It’s 2019 and time to work on my resolution to get a summer job. I may be rushing, but will I have time later? Besides, I don’t want the good jobs to be taken. Plus, I can interview over midterm break.
As I searched the web for professional jobs, I discovered that, along with my carefully-planned resume, I need an epic cover letter. Cover letters are your way of introducing yourself to the company and explaining why they want you. Basically, it’s a pre-interview where you choose the questions. Through drafting my cover letter, (a process that involved many hours, Google, spell check and begging my older sister for advice) I came up with a few tips to cut down cover letter stress.
Are you trying to sound like a professional accountant, creative advertiser or someone who knows everything about theater?
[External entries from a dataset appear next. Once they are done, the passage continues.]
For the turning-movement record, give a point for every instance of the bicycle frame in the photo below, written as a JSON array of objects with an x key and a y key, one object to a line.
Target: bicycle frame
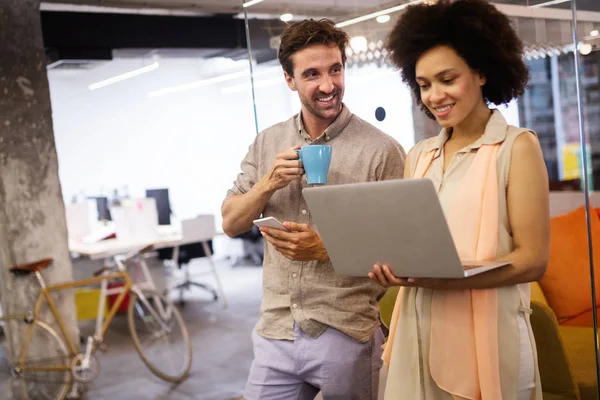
[{"x": 44, "y": 295}]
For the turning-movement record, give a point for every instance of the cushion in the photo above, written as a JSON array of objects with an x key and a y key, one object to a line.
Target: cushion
[{"x": 566, "y": 283}]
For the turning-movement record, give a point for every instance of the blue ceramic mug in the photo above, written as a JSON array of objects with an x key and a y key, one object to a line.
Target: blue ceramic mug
[{"x": 315, "y": 160}]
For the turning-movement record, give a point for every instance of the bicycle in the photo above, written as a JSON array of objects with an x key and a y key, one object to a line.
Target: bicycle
[{"x": 63, "y": 368}]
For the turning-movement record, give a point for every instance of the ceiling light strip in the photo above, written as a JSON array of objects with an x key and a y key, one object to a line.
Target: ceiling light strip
[
  {"x": 198, "y": 84},
  {"x": 376, "y": 14},
  {"x": 549, "y": 3}
]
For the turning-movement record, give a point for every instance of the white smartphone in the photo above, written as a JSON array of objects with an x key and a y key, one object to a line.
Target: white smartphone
[{"x": 270, "y": 222}]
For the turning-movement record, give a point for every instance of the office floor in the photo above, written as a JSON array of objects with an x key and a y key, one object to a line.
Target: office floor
[{"x": 221, "y": 341}]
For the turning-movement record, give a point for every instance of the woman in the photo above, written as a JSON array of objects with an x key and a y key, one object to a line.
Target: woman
[{"x": 470, "y": 338}]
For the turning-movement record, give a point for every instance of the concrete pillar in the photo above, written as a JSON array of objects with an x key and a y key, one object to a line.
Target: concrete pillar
[{"x": 32, "y": 213}]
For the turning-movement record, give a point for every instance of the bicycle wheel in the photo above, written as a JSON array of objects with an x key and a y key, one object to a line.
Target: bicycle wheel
[
  {"x": 47, "y": 350},
  {"x": 160, "y": 335}
]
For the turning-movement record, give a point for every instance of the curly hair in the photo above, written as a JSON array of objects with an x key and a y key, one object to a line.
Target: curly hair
[
  {"x": 476, "y": 30},
  {"x": 300, "y": 35}
]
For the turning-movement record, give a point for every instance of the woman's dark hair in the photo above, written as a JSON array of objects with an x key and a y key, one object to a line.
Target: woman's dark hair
[
  {"x": 306, "y": 33},
  {"x": 476, "y": 30}
]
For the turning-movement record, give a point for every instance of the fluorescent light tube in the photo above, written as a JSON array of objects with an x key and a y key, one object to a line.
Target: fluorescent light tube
[
  {"x": 367, "y": 17},
  {"x": 251, "y": 3},
  {"x": 122, "y": 77}
]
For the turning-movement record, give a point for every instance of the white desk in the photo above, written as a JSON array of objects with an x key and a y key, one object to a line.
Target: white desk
[{"x": 103, "y": 249}]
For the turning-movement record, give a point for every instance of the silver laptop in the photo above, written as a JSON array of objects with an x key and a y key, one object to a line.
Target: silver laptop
[{"x": 395, "y": 222}]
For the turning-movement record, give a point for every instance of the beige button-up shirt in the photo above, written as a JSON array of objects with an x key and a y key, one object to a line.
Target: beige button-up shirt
[{"x": 311, "y": 293}]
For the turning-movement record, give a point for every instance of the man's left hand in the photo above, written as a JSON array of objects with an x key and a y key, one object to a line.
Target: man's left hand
[{"x": 302, "y": 243}]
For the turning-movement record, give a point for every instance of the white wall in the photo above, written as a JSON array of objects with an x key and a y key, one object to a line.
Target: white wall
[{"x": 191, "y": 142}]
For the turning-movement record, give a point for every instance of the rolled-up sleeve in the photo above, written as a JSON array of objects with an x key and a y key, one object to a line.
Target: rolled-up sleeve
[
  {"x": 249, "y": 175},
  {"x": 392, "y": 163}
]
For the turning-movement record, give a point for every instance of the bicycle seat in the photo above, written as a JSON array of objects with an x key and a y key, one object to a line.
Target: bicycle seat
[{"x": 31, "y": 267}]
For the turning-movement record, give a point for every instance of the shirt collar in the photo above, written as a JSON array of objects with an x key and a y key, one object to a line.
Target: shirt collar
[
  {"x": 333, "y": 130},
  {"x": 495, "y": 132}
]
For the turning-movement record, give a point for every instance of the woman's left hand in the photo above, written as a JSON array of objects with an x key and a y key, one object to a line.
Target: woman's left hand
[{"x": 382, "y": 274}]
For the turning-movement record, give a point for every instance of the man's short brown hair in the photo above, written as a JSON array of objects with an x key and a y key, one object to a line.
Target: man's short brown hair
[{"x": 306, "y": 33}]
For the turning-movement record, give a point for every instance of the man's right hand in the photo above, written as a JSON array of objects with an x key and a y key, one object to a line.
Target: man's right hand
[{"x": 286, "y": 168}]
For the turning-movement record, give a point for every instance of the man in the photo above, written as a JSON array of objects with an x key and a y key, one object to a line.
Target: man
[{"x": 318, "y": 330}]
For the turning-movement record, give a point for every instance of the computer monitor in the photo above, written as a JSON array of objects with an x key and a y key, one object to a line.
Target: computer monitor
[
  {"x": 102, "y": 207},
  {"x": 163, "y": 207}
]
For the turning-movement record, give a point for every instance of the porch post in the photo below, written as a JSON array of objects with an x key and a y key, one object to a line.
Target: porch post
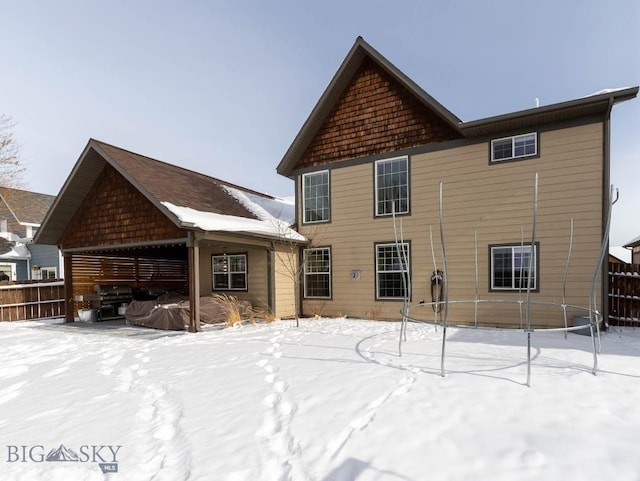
[{"x": 68, "y": 287}]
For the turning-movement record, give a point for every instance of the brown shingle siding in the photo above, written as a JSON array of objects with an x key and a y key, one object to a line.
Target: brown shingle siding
[{"x": 374, "y": 115}]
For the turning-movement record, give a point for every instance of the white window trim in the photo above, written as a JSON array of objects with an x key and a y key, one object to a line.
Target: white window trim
[
  {"x": 304, "y": 198},
  {"x": 228, "y": 273},
  {"x": 375, "y": 182},
  {"x": 534, "y": 264},
  {"x": 513, "y": 147},
  {"x": 403, "y": 245}
]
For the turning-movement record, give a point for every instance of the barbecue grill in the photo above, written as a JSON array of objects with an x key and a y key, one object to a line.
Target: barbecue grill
[{"x": 110, "y": 297}]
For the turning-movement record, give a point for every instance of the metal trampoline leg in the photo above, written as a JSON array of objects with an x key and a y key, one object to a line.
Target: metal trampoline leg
[
  {"x": 444, "y": 338},
  {"x": 529, "y": 359}
]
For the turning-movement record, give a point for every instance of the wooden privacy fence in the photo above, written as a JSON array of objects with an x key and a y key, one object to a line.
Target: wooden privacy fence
[
  {"x": 31, "y": 300},
  {"x": 624, "y": 294}
]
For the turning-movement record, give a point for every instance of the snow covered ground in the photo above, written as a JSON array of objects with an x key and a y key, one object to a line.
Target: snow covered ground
[{"x": 327, "y": 401}]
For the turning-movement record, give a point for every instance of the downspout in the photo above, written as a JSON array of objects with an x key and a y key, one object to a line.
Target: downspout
[{"x": 606, "y": 189}]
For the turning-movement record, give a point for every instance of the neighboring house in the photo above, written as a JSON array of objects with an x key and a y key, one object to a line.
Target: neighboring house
[
  {"x": 377, "y": 144},
  {"x": 123, "y": 219},
  {"x": 634, "y": 246},
  {"x": 21, "y": 213}
]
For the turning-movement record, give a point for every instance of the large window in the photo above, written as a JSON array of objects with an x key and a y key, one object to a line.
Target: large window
[
  {"x": 317, "y": 272},
  {"x": 510, "y": 267},
  {"x": 229, "y": 272},
  {"x": 315, "y": 197},
  {"x": 392, "y": 186},
  {"x": 392, "y": 270},
  {"x": 515, "y": 147}
]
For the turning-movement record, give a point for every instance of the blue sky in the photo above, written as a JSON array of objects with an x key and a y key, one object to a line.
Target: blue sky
[{"x": 222, "y": 87}]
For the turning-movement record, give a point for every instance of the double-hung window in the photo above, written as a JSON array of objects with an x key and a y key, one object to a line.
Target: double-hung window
[
  {"x": 229, "y": 272},
  {"x": 392, "y": 186},
  {"x": 392, "y": 270},
  {"x": 510, "y": 267},
  {"x": 315, "y": 197},
  {"x": 317, "y": 272},
  {"x": 518, "y": 146}
]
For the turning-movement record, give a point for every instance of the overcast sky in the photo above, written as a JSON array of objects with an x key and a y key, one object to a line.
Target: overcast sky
[{"x": 223, "y": 87}]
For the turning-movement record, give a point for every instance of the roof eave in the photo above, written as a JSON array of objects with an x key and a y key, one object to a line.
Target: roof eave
[
  {"x": 343, "y": 76},
  {"x": 151, "y": 198},
  {"x": 595, "y": 104}
]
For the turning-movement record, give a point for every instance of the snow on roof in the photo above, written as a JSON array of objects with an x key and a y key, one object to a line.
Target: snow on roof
[
  {"x": 18, "y": 250},
  {"x": 633, "y": 242},
  {"x": 265, "y": 208},
  {"x": 266, "y": 224}
]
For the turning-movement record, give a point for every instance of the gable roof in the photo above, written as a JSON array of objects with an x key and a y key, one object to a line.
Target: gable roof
[
  {"x": 634, "y": 243},
  {"x": 170, "y": 188},
  {"x": 595, "y": 104},
  {"x": 27, "y": 207}
]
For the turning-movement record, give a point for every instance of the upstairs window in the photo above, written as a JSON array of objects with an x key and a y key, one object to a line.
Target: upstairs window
[
  {"x": 229, "y": 272},
  {"x": 315, "y": 197},
  {"x": 510, "y": 267},
  {"x": 392, "y": 186},
  {"x": 515, "y": 147},
  {"x": 317, "y": 272}
]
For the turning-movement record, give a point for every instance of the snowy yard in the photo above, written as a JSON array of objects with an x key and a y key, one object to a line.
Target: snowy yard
[{"x": 328, "y": 401}]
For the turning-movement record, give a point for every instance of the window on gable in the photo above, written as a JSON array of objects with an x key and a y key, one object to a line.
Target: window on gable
[
  {"x": 515, "y": 147},
  {"x": 510, "y": 267},
  {"x": 392, "y": 186},
  {"x": 315, "y": 197},
  {"x": 317, "y": 272},
  {"x": 229, "y": 272},
  {"x": 392, "y": 270}
]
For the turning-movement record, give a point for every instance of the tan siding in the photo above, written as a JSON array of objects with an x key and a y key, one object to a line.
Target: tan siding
[
  {"x": 496, "y": 199},
  {"x": 257, "y": 274}
]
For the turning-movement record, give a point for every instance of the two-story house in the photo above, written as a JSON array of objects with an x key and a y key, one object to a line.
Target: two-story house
[
  {"x": 21, "y": 213},
  {"x": 376, "y": 146}
]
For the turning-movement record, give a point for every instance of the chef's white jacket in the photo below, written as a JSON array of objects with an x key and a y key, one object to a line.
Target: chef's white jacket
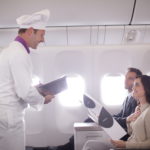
[{"x": 16, "y": 93}]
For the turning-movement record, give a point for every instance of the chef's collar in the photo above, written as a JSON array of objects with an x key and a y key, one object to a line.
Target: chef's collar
[{"x": 22, "y": 41}]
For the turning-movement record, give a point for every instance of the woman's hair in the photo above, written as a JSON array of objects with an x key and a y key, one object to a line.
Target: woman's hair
[{"x": 146, "y": 84}]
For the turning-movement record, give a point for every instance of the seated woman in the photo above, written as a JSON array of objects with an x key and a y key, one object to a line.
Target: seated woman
[{"x": 138, "y": 123}]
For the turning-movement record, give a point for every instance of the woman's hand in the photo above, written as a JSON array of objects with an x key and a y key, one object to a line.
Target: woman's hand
[
  {"x": 118, "y": 143},
  {"x": 135, "y": 115}
]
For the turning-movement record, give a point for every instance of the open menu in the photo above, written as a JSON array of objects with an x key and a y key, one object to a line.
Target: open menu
[
  {"x": 101, "y": 116},
  {"x": 53, "y": 87}
]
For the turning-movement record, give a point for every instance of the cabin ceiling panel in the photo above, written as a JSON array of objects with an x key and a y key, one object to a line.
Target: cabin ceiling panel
[
  {"x": 69, "y": 12},
  {"x": 142, "y": 12}
]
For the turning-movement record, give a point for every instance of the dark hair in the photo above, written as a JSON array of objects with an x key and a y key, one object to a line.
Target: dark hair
[
  {"x": 135, "y": 70},
  {"x": 22, "y": 30},
  {"x": 146, "y": 84}
]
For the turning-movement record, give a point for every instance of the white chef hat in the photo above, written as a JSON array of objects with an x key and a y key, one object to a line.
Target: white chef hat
[{"x": 36, "y": 20}]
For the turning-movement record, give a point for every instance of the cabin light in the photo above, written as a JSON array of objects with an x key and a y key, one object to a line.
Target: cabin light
[
  {"x": 72, "y": 97},
  {"x": 112, "y": 90},
  {"x": 131, "y": 36},
  {"x": 35, "y": 81}
]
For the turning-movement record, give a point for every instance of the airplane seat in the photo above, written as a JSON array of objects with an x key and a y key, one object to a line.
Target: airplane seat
[{"x": 29, "y": 148}]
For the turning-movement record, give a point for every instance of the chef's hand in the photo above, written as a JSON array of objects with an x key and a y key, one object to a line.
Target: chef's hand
[{"x": 48, "y": 98}]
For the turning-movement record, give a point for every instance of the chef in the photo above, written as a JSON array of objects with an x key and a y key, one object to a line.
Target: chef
[{"x": 16, "y": 90}]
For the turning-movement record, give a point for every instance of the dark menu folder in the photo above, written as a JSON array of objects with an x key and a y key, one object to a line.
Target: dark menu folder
[
  {"x": 101, "y": 116},
  {"x": 53, "y": 87}
]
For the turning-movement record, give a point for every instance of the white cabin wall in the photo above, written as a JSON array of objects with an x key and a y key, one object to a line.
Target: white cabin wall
[{"x": 92, "y": 63}]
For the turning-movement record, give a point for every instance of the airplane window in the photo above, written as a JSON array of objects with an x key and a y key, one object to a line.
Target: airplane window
[
  {"x": 112, "y": 90},
  {"x": 73, "y": 96}
]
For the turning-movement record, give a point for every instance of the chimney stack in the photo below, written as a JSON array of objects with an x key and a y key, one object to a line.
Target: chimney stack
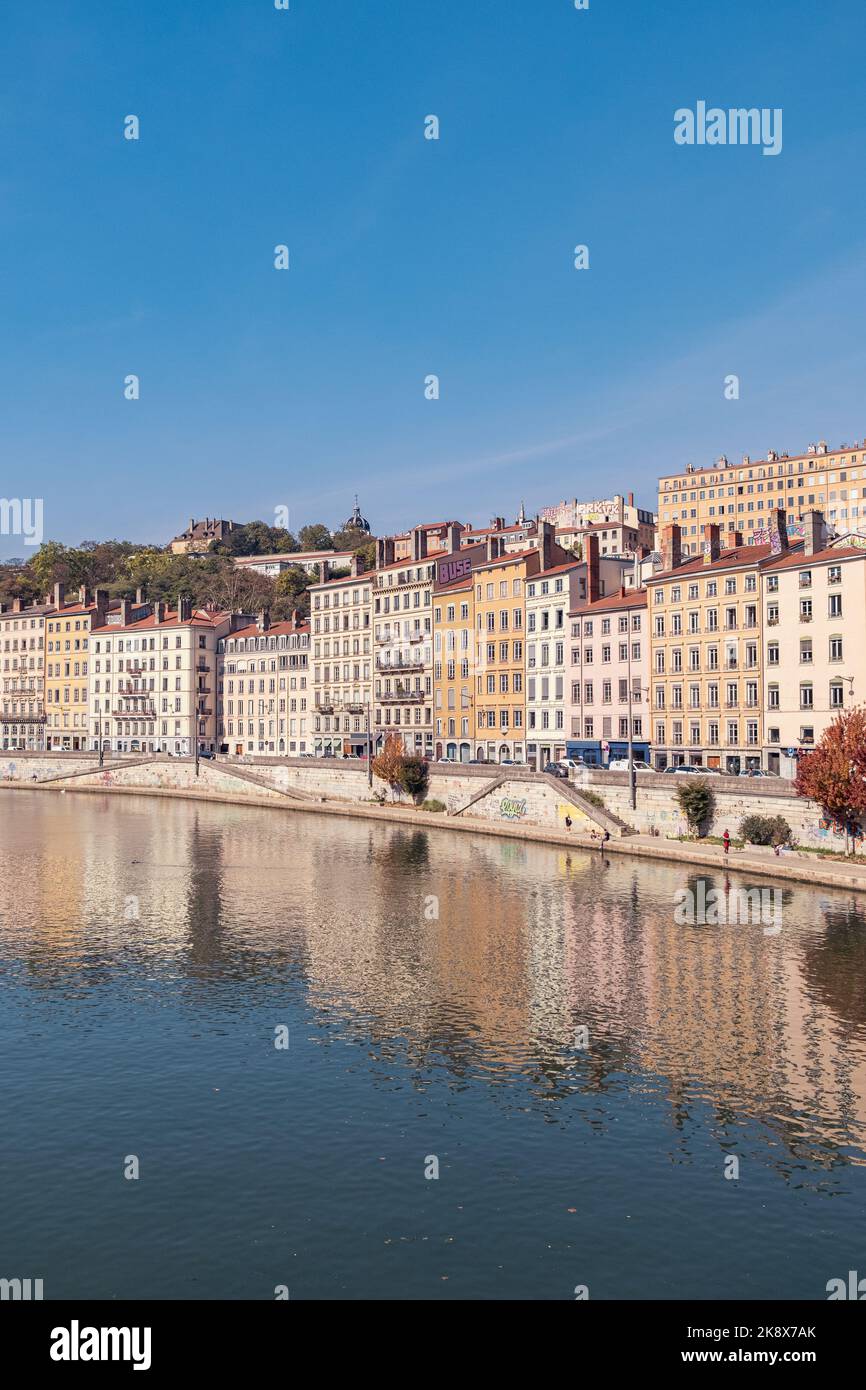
[
  {"x": 419, "y": 544},
  {"x": 384, "y": 552},
  {"x": 594, "y": 584},
  {"x": 712, "y": 545},
  {"x": 546, "y": 541},
  {"x": 815, "y": 533},
  {"x": 672, "y": 546}
]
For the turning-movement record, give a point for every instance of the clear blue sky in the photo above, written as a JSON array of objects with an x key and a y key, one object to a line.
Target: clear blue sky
[{"x": 409, "y": 256}]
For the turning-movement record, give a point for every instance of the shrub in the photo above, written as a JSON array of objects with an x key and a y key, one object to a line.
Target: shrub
[
  {"x": 697, "y": 802},
  {"x": 765, "y": 830},
  {"x": 413, "y": 777},
  {"x": 592, "y": 797}
]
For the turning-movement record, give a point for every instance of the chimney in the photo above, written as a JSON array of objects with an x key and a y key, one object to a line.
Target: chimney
[
  {"x": 672, "y": 546},
  {"x": 384, "y": 552},
  {"x": 815, "y": 531},
  {"x": 594, "y": 584},
  {"x": 712, "y": 546},
  {"x": 546, "y": 541},
  {"x": 419, "y": 544}
]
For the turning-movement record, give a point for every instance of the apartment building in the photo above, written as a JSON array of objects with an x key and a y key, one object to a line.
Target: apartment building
[
  {"x": 815, "y": 656},
  {"x": 152, "y": 679},
  {"x": 609, "y": 679},
  {"x": 455, "y": 666},
  {"x": 22, "y": 644},
  {"x": 551, "y": 595},
  {"x": 310, "y": 560},
  {"x": 706, "y": 670},
  {"x": 501, "y": 633},
  {"x": 617, "y": 516},
  {"x": 341, "y": 660},
  {"x": 262, "y": 687},
  {"x": 66, "y": 666},
  {"x": 745, "y": 496},
  {"x": 402, "y": 638}
]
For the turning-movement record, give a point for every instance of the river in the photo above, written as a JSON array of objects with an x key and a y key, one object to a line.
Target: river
[{"x": 288, "y": 1023}]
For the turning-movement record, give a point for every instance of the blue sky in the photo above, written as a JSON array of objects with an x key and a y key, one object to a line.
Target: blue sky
[{"x": 409, "y": 256}]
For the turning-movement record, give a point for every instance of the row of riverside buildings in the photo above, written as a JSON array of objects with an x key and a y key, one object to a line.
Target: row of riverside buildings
[{"x": 570, "y": 634}]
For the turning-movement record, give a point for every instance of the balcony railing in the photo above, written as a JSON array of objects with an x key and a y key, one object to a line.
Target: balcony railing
[{"x": 401, "y": 697}]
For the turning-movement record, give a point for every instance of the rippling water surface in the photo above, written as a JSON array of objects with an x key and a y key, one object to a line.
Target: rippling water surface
[{"x": 434, "y": 987}]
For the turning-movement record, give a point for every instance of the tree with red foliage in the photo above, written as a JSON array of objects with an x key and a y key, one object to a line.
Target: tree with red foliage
[{"x": 834, "y": 774}]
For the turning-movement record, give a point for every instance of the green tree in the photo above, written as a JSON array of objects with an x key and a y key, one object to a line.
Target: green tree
[
  {"x": 316, "y": 537},
  {"x": 697, "y": 804}
]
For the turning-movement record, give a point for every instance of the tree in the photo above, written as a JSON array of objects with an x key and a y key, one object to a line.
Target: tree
[
  {"x": 292, "y": 588},
  {"x": 697, "y": 802},
  {"x": 316, "y": 537},
  {"x": 413, "y": 777},
  {"x": 389, "y": 763},
  {"x": 834, "y": 774}
]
Look up some samples. Look at the format, the paragraph structure and borrow a phrase. But treat these examples like pirates treat the code—they’re more like guidelines than actual rules. Tailor your cover letter to your personality and specific job.
Look the company up on Facebook, re-read the job listing, Google the company and take notes on their mission statement, about us page and anything else. From that information, decide what they are looking for in an applicant. Don’t restrict yourself to the minimum requirements. Look for the traits the company values. Do they want someone who can collaborate with others, a strong leader or a strong conceptual-thinker? Boil down and define the attributes they want, then put on your thinking cap and get to work.
This is the hardest part: explain why they want you in a memorable way. Anybody can say they are a creative problem-solver, but you need to show an example. Work from the jobs on your resume and show you learned something. For example: as a summer counselor, on weeks when we were understaffed, I learned to collaborate with different people, filling in as photographer, janitorial staff and kitchen help, and ensuring the campers had a great week. It can take multiple drafts to get your cover letter perfect, so don’t try to get it in the first go.
Read your cover letter out loud a few times. Beware: spell check thinks to and too are both correct. They aren’t.
Take a draft or finished cover letter to career services in the library. They know all and have seen all types of cover letters. Go to the Learning Center (also in the library) and ask for another pair of eyes to look at your draft. Shoot an email to your academic adviser. They might have some tips for applying in your specific field.
Besides, don’t you want to show off your masterpiece?